William's Top Matches
About William Brenton
William Brenton (c. 1610–1674) was a colonial President, Deputy Governor, and Governor of the Colony of Rhode Island and Providence Plantations, and an early settler of Portsmouth and Newport in the Rhode Island colony. Austin and other historians give his place of origin as Hammersmith in Middlesex, England (now a part of London), but in reviewing the evidence, Anderson concludes that his place of origin is unknown. Brenton named one of his Newport properties "Hammersmith," and this has led some writers to assume that the like-named town in London was his place of origin.
Boston, Portsmouth and Newport
Brenton was in Boston by October 1633 when he was admitted to the church there, was made a freeman in May 1634, and later the same year was appointed to oversee the building of a jail house. He was a Boston selectman from 1634 to 1637, and in 1635 was appointed to a committee to consider the incident when Massachusetts magistrate John Endecott defaced the English flag, and to report to the court to what extent Endecott would be censured.
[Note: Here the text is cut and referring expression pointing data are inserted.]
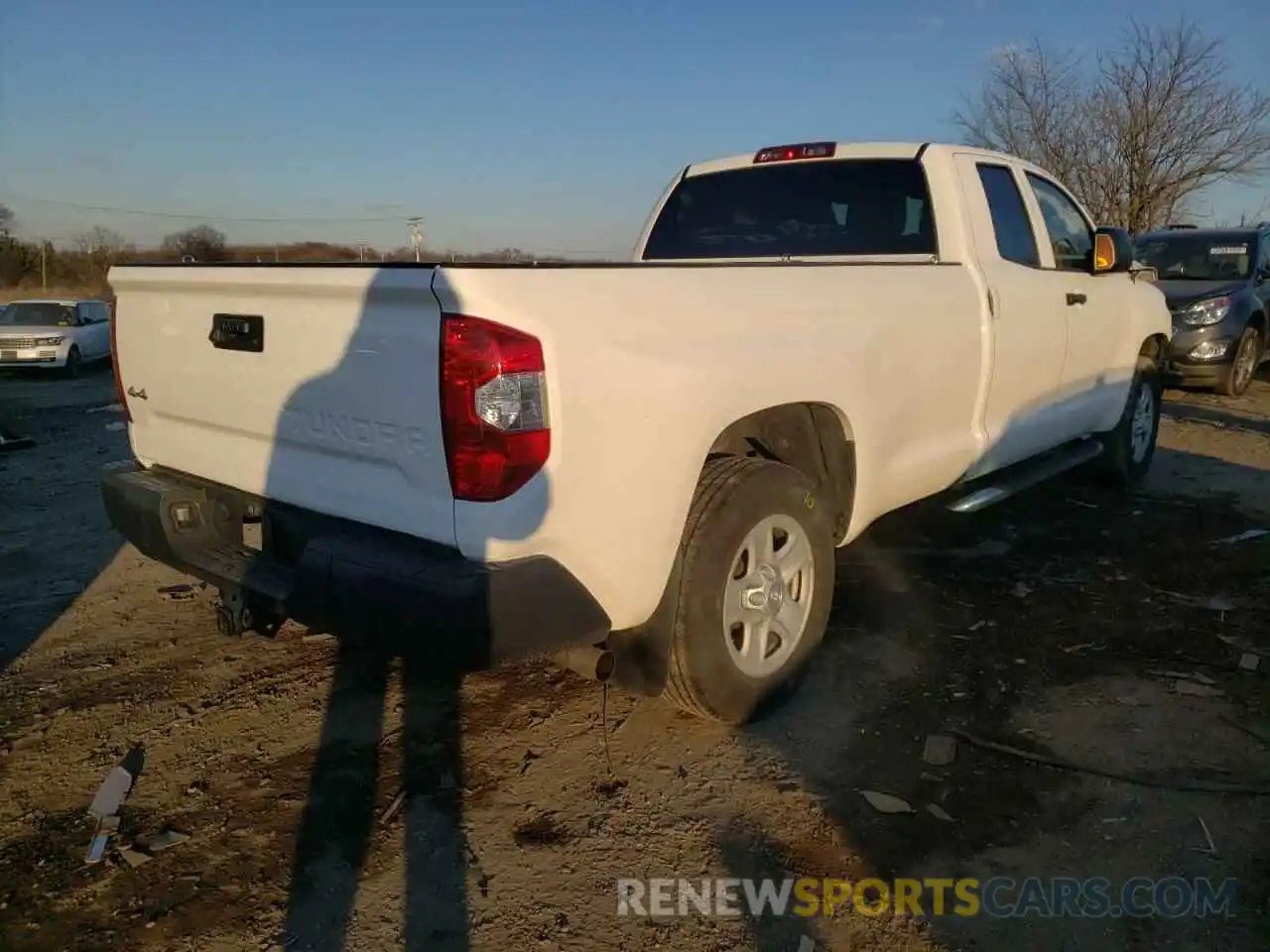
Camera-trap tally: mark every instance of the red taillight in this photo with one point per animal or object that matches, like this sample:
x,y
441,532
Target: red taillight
x,y
114,362
785,154
493,408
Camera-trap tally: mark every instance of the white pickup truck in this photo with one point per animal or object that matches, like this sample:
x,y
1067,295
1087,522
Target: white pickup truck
x,y
645,465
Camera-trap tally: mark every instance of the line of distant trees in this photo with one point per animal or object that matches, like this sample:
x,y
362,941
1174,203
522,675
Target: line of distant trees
x,y
85,263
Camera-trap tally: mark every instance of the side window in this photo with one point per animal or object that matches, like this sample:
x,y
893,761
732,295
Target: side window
x,y
1070,234
1015,239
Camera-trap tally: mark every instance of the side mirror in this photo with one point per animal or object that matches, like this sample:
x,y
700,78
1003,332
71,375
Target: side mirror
x,y
1112,252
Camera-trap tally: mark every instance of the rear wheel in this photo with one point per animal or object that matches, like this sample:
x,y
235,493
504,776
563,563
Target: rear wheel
x,y
1247,354
753,589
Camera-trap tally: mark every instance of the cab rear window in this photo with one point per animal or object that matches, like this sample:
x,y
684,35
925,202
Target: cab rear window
x,y
798,209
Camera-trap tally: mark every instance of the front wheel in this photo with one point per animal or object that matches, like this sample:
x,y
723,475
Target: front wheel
x,y
1247,354
73,363
753,587
1130,447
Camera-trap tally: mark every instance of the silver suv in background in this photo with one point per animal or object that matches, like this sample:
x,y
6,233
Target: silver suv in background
x,y
56,334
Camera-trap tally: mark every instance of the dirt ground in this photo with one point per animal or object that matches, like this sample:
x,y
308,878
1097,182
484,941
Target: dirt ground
x,y
1047,625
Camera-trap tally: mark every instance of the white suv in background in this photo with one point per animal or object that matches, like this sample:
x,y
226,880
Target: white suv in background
x,y
60,334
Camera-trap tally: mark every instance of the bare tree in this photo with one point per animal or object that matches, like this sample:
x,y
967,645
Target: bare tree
x,y
202,243
100,241
1137,132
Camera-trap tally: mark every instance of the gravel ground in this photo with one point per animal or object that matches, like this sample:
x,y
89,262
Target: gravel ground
x,y
1046,625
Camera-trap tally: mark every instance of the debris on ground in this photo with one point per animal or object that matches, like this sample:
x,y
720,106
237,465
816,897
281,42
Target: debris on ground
x,y
10,440
1256,734
988,547
1082,648
1183,675
1242,537
1214,603
393,807
109,798
1196,689
1210,849
940,751
1188,785
1243,645
158,842
885,802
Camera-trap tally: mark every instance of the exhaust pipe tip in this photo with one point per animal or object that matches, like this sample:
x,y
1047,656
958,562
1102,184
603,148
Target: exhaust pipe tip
x,y
592,662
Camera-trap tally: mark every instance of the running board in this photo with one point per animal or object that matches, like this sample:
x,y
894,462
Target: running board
x,y
1026,475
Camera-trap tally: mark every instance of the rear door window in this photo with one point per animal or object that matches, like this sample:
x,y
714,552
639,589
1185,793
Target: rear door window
x,y
1015,239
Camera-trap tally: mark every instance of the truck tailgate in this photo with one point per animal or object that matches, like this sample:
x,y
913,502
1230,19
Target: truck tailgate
x,y
321,389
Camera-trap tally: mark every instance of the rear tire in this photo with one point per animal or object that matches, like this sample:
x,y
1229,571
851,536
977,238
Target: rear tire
x,y
1247,354
1130,447
753,587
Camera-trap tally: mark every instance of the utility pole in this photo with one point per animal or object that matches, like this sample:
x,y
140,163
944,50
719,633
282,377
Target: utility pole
x,y
416,236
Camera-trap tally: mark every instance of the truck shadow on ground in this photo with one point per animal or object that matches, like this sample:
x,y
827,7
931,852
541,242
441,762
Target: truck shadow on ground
x,y
347,574
50,485
1061,597
1216,416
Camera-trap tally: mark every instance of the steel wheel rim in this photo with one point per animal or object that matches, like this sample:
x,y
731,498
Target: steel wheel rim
x,y
1143,422
1245,361
767,597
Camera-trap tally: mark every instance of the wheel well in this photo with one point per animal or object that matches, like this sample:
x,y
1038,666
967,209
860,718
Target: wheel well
x,y
1153,347
813,438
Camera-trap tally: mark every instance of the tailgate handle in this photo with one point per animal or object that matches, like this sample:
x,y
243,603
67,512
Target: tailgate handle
x,y
238,331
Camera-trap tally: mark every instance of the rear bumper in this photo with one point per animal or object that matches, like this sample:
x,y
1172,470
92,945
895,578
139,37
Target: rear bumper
x,y
49,363
1197,373
353,580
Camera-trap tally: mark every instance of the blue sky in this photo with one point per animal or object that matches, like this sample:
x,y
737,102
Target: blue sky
x,y
549,125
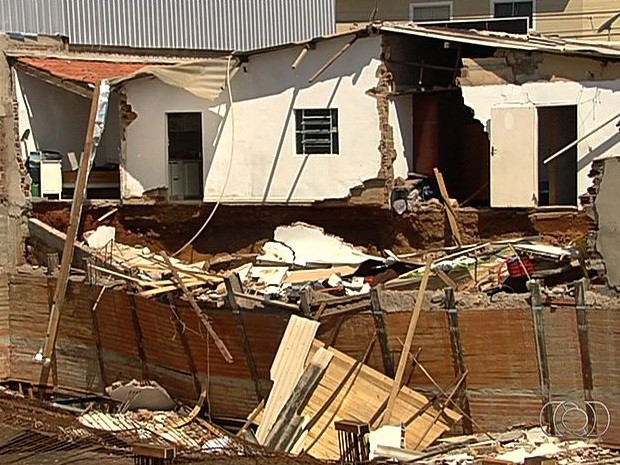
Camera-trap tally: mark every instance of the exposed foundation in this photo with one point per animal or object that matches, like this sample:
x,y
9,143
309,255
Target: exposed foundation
x,y
242,229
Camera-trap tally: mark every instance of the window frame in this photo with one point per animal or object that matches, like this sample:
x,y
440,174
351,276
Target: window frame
x,y
334,134
413,5
532,25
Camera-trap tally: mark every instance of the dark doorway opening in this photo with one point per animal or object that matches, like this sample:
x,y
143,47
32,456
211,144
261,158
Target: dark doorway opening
x,y
185,150
557,180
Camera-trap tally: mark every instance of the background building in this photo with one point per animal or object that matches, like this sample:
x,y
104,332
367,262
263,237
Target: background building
x,y
566,18
171,24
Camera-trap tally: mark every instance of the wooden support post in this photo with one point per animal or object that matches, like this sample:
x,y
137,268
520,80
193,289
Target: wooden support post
x,y
457,355
97,335
97,108
180,329
138,332
52,263
402,363
541,345
377,314
203,318
451,214
443,407
584,349
304,301
305,386
259,408
234,285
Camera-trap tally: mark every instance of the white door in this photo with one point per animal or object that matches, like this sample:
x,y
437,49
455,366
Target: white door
x,y
514,156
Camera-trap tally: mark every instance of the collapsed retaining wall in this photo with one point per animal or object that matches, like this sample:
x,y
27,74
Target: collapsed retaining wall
x,y
131,337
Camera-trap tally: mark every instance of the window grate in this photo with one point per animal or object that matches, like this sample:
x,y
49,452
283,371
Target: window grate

Brenton was a Deputy in Boston from 1635 to 1637, but following the settlement of Portsmouth on Aquidneck Island (called Rhode Island) by the followers of Anne Hutchinson, he became a resident there, and in late August 1638 was directed to oversee work on the prison. It appears that Brenton was not a follower of Hutchinson, or of her brother-in-law John Wheelwright, as he was not disarmed, and he also returned to live in Boston at a later time. In April 1639 he was one of nine men who signed an agreement to settle Newport, and appears to have changed residence, being present at a general meeting there a year later. However, by 1643 his residence was once again given as Portsmouth. From 1640 to 1647, while William Coddington was the governor of the two Aquidneck Island towns of Portsmouth and Newport, Brenton was the deputy governor. In February 1649 Brenton was again living in Boston, when he was given liberty to "set up a porch afore his house" there.
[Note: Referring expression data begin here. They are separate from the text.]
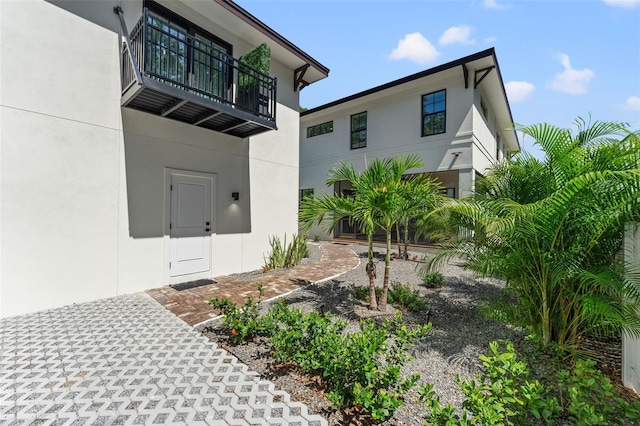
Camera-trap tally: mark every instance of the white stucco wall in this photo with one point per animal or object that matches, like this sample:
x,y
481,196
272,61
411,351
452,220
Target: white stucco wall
x,y
83,188
631,345
394,128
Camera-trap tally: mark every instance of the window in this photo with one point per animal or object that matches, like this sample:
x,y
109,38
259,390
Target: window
x,y
449,192
320,129
304,193
185,55
359,130
434,114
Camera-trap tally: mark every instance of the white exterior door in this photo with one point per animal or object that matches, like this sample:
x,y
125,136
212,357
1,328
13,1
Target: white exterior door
x,y
191,225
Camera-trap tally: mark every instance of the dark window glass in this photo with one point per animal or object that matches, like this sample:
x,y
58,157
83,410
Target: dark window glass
x,y
359,130
304,193
434,113
183,54
320,129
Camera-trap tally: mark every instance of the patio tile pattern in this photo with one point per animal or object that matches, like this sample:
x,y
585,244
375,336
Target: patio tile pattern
x,y
127,360
191,305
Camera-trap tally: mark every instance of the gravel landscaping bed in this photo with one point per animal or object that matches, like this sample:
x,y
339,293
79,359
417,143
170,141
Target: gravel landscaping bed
x,y
458,337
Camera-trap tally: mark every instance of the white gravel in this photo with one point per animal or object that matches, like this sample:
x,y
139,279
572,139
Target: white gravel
x,y
458,337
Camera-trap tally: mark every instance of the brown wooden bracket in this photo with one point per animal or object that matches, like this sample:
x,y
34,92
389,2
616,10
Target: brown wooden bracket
x,y
483,73
298,78
465,72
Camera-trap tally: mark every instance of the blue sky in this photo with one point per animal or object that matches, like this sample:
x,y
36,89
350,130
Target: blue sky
x,y
559,59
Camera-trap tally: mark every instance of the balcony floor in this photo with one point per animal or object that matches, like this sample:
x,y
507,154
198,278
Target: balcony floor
x,y
164,100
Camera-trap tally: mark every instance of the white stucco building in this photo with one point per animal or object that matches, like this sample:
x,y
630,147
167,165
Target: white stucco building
x,y
127,169
454,117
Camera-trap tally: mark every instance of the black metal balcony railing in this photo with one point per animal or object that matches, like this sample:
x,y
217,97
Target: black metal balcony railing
x,y
188,78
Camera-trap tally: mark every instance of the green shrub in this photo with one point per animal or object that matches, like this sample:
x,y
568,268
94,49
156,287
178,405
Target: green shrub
x,y
400,296
245,322
507,394
403,296
362,293
433,279
360,369
283,255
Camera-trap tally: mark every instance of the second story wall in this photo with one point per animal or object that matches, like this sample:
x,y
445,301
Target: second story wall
x,y
393,126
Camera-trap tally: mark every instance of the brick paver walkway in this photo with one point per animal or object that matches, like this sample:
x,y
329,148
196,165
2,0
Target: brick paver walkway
x,y
127,360
192,307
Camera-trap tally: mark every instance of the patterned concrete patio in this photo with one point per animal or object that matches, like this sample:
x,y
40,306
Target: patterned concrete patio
x,y
127,360
192,307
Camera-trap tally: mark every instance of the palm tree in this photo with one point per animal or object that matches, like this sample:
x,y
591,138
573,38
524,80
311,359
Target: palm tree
x,y
381,191
553,230
334,208
375,204
421,195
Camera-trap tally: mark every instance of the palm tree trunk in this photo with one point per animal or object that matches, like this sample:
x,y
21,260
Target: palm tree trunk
x,y
399,241
371,273
406,240
382,306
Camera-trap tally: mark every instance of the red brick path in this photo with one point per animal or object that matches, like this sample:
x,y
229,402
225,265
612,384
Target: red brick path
x,y
192,307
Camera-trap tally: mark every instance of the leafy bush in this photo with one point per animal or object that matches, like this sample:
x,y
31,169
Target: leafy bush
x,y
400,296
285,255
361,369
433,279
506,394
243,323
Terms as president and governor
From 1652 to 1657 Brenton was once again a selectman, and in 1655 became a freeman of Newport. In 1660 he succeeded Benedict Arnold as President of all four towns of the Rhode Island colony, serving for two one-year terms, and also serving as a commissioner during this period. One issue facing this administration was the land speculation of Humphrey Atherton in the Narragansett country (later to become Washington County, Rhode Island). A committee was appointed to deal with Atherton and his company about his land purchase, and arrange terms upon which Atherton might enter the colony. If the Atherton company refused to confer, then they would be forbidden from entering their lands. The committee reported only partial progress on this issue, and would continue at a later session.
One of the first acts of Brenton's administration was to proclaim that King Charles II of England be recognized as the Supreme Civil Magistrate of the colony, and the day of 21 October was set aside as the date of public recognition for the new king. Also during this administration, a commission was issued to Dr. John Clarke, Rhode Island's agent and diplomat in London, with the intent of seeking a new charter from the king, and a committee of three members from each town drew up instructions for Dr. Clarke. The new charter, delivered from England in 1663 during the tenure of Brenton's successor, Benedict Arnold, was characterized by historian Thomas W. Bicknell as "the most liberal and enlightened charter the world had then known." When Arnold was named by the charter as the first Governor of the Colony of Rhode Island, Brenton was named as the first Deputy Governor. When Arnold stepped down as governor in 1666, Brenton became governor of the colony for three consecutive one-year terms.
Later life and legacy
In 1658 Brenton was granted 8,000 acres of land on the Merrimack River, a tract which was called Brenton Farm and later became the town of Litchfield, New Hampshire. In 1670 he was residing in Taunton in the Plymouth Colony. Even though he was living in Taunton, in 1672 he was once again elected governor of the Rhode Island colony, in absentia, but refused to serve. He died sometime after 25 September 1674, when he was involved in a land deed, but before 13 November of that year when his will was proved at Newport, where he died. One source says he eventually became a member of the Quaker church, but this is not supported by Anderson who gives his church affiliation only as the Boston (Puritan) church. He had been a highly useful member of the colony, serving as an office holder or legislator for nearly 40 years. Brenton's Point and Brenton's Reef in Newport are named after him, and Hammersmith Farm, where United States President John F. Kennedy was married to Jacqueline Bouvier, was named for his property in Newport.
Brenton was first married, by 1634, to a woman named Dorothy, who apparently died soon thereafter, leaving a single son, Barnabas, who was baptized in Boston on 24 January 1635. There is no further record of this son. Nearly a decade later, by about 1644, Brenton married Martha Burton, the daughter of Thomas Burton, with whom he had nine children. Martha died shortly before Brenton, in 1672 or 1673. Their daughter Mary married future colonial Rhode Island Governor Peleg Sanford, the son of John Sanford who succeeded William Coddington as governor of Portsmouth and Newport under the Coddington Commission. Their daughter Sarah married Joseph Eliot, the son of Puritan minister and missionary, John Eliot.